Procedure/clinical setting	Antibiotic prophylaxis	Areas of uncertainties
Spontaneous bacterial peritonitis	Primary prophylaxis recommended in decompensated patients with low ascitic fluid proteins. Secondary prophylaxis recommended	Second-line antibiotics. Quinolone resistance. Rifaximin. Secondary prophylaxis after MDR infection
Variceal bleeding	Prophylaxis recommended in acute bleeding from esophageal/gastric variceal bleeding	Prophylaxis in compensated (e.g., Child-Pugh A) patients having acute variceal bleeding. Prophylaxis in elective endoscopic therapy of gastric/esophageal varices
Endoscopic retrograde cholangiopancreatography	Routine prophylaxis not recommended. Prophylaxis is recommended in patients with incomplete drainage and in those with primary sclerosing cholangitis
Transjugular intrahepatic portosystemic shunt	Prophylaxis should be considered in difficult procedures	Prophylaxis in patients with thrombosed transjugular intrahepatic portosystemic shunt undergoing invasive procedures
Radiofrequency ablation. Trans-arterial chemoembolization. Radioembolization	Routine prophylaxis not recommended.

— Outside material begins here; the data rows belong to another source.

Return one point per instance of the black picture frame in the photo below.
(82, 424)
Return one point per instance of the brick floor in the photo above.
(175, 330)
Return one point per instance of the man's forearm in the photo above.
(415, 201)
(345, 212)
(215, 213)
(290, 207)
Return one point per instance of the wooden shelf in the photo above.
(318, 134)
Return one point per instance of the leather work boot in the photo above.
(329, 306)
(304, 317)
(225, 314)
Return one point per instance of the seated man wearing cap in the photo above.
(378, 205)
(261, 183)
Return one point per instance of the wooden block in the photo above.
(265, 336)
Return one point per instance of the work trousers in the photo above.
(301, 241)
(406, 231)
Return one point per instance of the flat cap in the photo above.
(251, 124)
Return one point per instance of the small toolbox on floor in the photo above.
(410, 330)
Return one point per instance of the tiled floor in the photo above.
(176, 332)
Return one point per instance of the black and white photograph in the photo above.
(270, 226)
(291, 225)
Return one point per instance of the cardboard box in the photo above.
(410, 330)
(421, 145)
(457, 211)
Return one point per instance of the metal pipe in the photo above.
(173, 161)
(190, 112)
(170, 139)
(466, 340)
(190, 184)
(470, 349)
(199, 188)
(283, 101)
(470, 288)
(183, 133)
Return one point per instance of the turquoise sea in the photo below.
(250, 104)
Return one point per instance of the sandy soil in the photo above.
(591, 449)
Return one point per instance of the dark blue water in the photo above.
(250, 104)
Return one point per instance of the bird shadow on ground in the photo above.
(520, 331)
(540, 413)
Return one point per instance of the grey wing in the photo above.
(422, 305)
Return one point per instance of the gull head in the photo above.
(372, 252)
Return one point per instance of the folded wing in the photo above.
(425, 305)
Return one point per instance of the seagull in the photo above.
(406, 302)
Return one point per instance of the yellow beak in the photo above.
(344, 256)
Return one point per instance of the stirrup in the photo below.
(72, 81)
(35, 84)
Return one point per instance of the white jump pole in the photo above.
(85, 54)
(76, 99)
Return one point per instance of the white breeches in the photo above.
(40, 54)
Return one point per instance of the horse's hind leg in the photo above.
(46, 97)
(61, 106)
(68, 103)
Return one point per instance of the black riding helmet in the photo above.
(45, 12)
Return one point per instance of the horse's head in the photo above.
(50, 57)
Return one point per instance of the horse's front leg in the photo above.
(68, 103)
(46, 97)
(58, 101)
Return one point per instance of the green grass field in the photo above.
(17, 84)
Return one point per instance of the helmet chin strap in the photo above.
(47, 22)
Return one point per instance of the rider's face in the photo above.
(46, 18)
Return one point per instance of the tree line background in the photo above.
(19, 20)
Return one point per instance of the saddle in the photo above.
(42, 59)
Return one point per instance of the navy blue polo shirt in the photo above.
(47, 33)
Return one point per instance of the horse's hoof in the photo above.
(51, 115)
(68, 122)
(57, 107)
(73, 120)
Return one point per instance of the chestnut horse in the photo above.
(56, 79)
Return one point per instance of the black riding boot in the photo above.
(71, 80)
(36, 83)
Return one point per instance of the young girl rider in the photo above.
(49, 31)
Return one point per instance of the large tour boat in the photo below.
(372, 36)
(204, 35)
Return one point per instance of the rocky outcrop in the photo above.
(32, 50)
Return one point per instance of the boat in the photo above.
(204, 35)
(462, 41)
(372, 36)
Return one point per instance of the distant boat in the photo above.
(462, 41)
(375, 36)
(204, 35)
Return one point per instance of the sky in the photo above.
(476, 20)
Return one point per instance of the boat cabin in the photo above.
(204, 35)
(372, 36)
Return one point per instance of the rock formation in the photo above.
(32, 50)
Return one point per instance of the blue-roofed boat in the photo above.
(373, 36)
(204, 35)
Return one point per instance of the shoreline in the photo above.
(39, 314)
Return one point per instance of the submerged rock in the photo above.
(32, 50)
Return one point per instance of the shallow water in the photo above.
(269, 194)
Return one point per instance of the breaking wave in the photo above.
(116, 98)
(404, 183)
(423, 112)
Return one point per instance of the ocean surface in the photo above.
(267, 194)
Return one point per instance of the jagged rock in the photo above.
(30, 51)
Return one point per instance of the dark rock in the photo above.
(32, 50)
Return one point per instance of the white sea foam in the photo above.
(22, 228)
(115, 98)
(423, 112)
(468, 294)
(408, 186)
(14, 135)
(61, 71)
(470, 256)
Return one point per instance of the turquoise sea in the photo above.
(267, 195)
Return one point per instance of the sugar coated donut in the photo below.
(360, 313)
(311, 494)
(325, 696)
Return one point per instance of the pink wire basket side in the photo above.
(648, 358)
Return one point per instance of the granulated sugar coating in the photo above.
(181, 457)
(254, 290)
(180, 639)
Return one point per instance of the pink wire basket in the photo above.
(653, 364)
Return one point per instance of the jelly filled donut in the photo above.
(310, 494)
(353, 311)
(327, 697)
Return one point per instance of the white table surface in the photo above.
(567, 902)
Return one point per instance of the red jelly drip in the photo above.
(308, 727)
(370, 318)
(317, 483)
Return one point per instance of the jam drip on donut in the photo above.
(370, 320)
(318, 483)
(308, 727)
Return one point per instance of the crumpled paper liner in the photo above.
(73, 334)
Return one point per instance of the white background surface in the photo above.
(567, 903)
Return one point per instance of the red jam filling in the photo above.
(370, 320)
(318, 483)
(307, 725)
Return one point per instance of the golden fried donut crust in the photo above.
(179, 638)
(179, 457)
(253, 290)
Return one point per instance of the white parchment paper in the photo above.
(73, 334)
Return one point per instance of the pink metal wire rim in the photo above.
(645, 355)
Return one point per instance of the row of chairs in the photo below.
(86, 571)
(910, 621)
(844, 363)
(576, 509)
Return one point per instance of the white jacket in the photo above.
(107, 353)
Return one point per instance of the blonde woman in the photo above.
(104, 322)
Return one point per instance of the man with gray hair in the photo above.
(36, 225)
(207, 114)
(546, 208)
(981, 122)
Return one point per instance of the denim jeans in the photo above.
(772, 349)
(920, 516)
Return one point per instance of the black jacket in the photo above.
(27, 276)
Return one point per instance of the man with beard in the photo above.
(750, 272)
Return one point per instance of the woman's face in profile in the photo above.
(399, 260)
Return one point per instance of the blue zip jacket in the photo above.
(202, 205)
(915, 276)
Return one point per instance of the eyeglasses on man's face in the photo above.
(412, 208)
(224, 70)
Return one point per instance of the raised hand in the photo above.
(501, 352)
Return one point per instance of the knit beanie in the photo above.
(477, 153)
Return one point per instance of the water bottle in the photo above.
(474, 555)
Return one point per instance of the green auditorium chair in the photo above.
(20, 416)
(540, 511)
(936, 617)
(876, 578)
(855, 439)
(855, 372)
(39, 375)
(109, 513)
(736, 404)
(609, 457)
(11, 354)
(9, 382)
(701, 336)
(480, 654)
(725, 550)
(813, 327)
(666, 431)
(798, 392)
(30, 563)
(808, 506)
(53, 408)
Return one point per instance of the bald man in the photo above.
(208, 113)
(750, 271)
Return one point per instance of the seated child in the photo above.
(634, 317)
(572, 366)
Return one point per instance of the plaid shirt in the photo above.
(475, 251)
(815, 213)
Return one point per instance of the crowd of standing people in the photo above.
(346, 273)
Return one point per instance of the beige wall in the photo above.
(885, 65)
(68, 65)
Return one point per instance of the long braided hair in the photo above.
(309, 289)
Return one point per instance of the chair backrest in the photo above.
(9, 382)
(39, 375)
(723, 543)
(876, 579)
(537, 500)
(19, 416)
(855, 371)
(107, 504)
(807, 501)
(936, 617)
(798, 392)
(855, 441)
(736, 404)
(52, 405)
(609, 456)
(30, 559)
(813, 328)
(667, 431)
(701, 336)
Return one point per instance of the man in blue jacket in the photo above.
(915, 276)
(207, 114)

Advisable in patients with prior interventions on biliary tree	Intra-procedural antibiotic instillation
Liver transplantation	Routine prophylaxis is recommended	Length of prophylaxis
Severe alcoholic hepatitis receiving steroids	Prophylaxis would be preferable	Length of prophylaxis, antibiotic class
Acute liver failure	Prophylaxis is advisable in high-risk patients, or those waiting for liver transplant	Antibiotic class

Finally, we strongly encourage an updated review of local bacterial epidemiology in clinical practice, and a strong liaison with infectious disease specialists, pharmacologists, microbiologists, and epidemiologists, in order to use tailored prophylaxis regimens, because the right prevention works better than a cure.